O que são síndromes hereditárias?

O que são síndromes hereditárias?

O câncer de mama é uma doença complexa e heterogênea, com vários fatores de risco influenciando sua ocorrência. Dentre estes fatores de risco, as síndromes hereditárias desempenham um papel crucial na predisposição dos indivíduos a desenvolver a doença. Este texto tem como objetivo fornecer uma visão abrangente acerca do risco para desenvolvimento do câncer de mama em pacientes com síndromes hereditárias, enfatizando a importância da detecção precoce e de estratégias de manejo personalizadas.

1.O que são síndromes hereditárias?

As síndromes hereditárias associadas a risco aumentado de desenvolvimento do câncer da mama são condições genéticas que predispõem os indivíduos a uma maior probabilidade de desenvolver câncer da mama em comparação com a população em geral. Essas síndromes geralmente envolvem mutações em genes específicos e seus padrões de herança podem variar. 

2.Teste genético 

Os testes genéticos desempenham um papel fundamental na identificação de mutações hereditárias. A partir da análise do DNA de um indivíduo é possível identificar mutações ou alterações específicas em genes associados a um risco elevado de câncer de mama. De modo geral, é recomendado para indivíduos com histórico familiar significativo de câncer de mama ou de ovário, câncer de mama em idade precoce, múltiplos membros da família afetados ou origens étnicas específicas associadas a uma maior prevalência de certas mutações. Muitos genes podem ser avaliados, porém os mais comumente testados são BRCA1, BRCA2, TP53, MLH1, MSH2, MSH6, PMS2, EPCAM, PTEN e CHEK2. Essa testagem ocorre a partir de uma amostra de sangue ou coleta de saliva, sendo a amostra enviada a um laboratório para análise. 

Após a realização de um teste genético, três são os resultados possíveis:

Resultado Positivo: indica a identificação de um gene que está associado a aumento do risco para câncer de mama. Esse aumento varia de acordo com o gene identificado. 

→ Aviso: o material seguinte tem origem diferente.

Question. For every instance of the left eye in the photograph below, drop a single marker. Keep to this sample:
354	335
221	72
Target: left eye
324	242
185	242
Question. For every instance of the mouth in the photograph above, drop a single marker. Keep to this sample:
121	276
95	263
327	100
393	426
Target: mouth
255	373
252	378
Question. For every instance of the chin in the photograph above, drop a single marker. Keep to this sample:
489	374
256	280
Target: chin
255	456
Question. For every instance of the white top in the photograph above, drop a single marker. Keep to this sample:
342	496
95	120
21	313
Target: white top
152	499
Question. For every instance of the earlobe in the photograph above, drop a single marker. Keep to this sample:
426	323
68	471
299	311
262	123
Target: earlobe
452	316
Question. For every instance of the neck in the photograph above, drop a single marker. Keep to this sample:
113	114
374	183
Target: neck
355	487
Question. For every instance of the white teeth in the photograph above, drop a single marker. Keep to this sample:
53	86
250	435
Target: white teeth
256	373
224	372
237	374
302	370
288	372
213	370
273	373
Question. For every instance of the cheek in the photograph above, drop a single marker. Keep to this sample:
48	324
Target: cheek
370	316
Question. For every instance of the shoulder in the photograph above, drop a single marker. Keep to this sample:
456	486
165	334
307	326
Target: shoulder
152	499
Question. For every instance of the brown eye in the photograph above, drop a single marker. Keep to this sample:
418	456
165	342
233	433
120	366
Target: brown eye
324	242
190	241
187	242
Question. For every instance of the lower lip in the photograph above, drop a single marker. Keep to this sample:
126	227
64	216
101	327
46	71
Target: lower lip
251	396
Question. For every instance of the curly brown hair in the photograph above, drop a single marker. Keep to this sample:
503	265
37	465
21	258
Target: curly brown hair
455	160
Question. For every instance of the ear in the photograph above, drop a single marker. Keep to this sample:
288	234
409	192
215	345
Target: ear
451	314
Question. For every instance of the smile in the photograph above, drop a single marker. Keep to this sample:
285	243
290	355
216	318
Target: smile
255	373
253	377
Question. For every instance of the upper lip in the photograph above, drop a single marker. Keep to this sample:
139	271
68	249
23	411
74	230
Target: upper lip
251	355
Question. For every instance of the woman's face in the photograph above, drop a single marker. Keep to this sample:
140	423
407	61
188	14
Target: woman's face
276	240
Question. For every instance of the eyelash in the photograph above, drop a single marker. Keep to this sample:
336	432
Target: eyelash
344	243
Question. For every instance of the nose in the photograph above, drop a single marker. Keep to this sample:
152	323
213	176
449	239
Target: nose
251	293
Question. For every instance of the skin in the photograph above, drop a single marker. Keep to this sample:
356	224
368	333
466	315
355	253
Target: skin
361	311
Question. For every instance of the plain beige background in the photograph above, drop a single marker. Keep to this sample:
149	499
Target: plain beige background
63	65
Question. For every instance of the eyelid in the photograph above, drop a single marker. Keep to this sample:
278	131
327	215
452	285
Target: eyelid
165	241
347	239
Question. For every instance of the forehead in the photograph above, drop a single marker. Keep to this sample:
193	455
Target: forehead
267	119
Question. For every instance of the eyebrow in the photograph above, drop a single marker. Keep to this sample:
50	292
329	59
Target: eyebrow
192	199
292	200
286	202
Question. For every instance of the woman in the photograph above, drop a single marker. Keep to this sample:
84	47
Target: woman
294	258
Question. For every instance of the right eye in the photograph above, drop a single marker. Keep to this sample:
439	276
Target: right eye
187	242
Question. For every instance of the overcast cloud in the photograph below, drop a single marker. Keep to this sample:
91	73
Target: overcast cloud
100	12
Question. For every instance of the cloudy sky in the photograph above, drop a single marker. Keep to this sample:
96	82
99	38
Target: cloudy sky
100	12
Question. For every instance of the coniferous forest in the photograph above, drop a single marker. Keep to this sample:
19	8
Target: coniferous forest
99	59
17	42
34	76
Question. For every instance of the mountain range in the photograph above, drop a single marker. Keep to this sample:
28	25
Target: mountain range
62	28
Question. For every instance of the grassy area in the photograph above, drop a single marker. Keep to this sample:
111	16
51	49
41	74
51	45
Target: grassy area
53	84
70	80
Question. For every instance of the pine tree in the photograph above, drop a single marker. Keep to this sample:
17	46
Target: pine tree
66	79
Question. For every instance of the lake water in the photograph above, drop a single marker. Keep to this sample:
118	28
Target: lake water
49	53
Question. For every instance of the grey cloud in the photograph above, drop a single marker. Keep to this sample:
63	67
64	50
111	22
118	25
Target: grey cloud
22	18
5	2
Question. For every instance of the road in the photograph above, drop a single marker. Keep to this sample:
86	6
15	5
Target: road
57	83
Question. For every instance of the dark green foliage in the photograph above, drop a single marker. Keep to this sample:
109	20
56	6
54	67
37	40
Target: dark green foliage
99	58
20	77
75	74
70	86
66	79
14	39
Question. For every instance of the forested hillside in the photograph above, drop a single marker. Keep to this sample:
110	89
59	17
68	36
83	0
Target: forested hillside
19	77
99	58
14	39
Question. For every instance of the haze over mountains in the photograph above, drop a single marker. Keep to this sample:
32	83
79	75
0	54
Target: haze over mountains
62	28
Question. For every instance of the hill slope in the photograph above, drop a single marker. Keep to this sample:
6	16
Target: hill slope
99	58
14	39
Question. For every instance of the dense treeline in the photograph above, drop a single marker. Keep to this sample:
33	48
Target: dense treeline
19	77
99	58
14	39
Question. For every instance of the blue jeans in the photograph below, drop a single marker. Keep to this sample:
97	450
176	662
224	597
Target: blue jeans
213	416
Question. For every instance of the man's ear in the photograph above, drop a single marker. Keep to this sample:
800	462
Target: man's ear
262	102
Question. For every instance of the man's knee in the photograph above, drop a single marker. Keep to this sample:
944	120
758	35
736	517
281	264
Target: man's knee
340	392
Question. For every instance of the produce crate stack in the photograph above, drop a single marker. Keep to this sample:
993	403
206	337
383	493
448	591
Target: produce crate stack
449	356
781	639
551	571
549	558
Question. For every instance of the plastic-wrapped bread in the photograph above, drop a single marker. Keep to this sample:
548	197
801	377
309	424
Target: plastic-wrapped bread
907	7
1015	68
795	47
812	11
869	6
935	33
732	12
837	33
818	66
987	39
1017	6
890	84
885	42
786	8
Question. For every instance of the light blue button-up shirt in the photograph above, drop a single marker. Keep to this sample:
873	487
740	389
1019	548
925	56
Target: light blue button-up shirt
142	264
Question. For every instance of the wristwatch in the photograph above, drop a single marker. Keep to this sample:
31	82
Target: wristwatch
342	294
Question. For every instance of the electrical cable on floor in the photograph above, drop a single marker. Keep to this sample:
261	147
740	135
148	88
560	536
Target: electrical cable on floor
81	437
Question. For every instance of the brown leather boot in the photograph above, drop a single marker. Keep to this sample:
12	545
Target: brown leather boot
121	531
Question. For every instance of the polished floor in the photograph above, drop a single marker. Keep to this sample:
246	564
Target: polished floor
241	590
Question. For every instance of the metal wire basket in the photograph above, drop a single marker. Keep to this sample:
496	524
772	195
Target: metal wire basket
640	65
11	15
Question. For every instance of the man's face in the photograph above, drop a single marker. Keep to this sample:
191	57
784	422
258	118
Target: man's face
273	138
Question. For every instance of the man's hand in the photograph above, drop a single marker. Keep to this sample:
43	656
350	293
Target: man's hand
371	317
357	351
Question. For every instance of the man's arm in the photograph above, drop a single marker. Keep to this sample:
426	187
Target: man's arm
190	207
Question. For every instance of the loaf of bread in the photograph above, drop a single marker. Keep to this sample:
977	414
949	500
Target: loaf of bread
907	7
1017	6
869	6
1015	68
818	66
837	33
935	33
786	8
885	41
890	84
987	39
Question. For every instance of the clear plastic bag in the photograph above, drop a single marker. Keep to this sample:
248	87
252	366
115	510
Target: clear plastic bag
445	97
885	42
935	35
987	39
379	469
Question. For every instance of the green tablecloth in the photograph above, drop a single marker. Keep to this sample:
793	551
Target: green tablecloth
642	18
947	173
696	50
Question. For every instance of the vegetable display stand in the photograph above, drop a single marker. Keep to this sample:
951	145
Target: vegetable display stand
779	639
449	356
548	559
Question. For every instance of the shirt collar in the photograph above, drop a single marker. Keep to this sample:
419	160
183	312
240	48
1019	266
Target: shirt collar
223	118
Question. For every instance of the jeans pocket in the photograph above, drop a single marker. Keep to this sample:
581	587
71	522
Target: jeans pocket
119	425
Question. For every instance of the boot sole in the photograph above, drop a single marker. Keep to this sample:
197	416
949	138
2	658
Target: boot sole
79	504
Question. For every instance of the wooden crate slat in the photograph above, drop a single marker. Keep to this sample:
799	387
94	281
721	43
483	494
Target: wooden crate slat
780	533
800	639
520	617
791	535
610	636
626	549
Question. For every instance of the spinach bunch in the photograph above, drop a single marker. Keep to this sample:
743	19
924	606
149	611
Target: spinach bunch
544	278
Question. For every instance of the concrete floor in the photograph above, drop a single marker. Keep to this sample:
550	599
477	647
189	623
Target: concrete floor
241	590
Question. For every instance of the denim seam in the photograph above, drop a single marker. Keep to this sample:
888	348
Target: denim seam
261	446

Resultado Negativo: teste genético negativo indica que nenhum gene associado a aumento da ocorrência de câncer de mama foi identificado. Porém, é importante ressaltar que um resultado negativo não significa que o individuo testado não poderá desenvolver câncer de mama ao longo da vida, dado que a maior parte dos casos de câncer de mama ocorrem em pessoas sem alterações genéticas identificadas. 

Variante de signifiado indeterminado (VUS): trata-se de um teste que identifica genes alterados em relação a população geral, porém, com base nos dados cientificos disponíveis não se sabe se são genes que podem aumentar o risco de câncer de mama. Diante desse resultado, é obrigatória a realização de vigilância em relação aos novos estudos que possam definir o papel exato desses genes.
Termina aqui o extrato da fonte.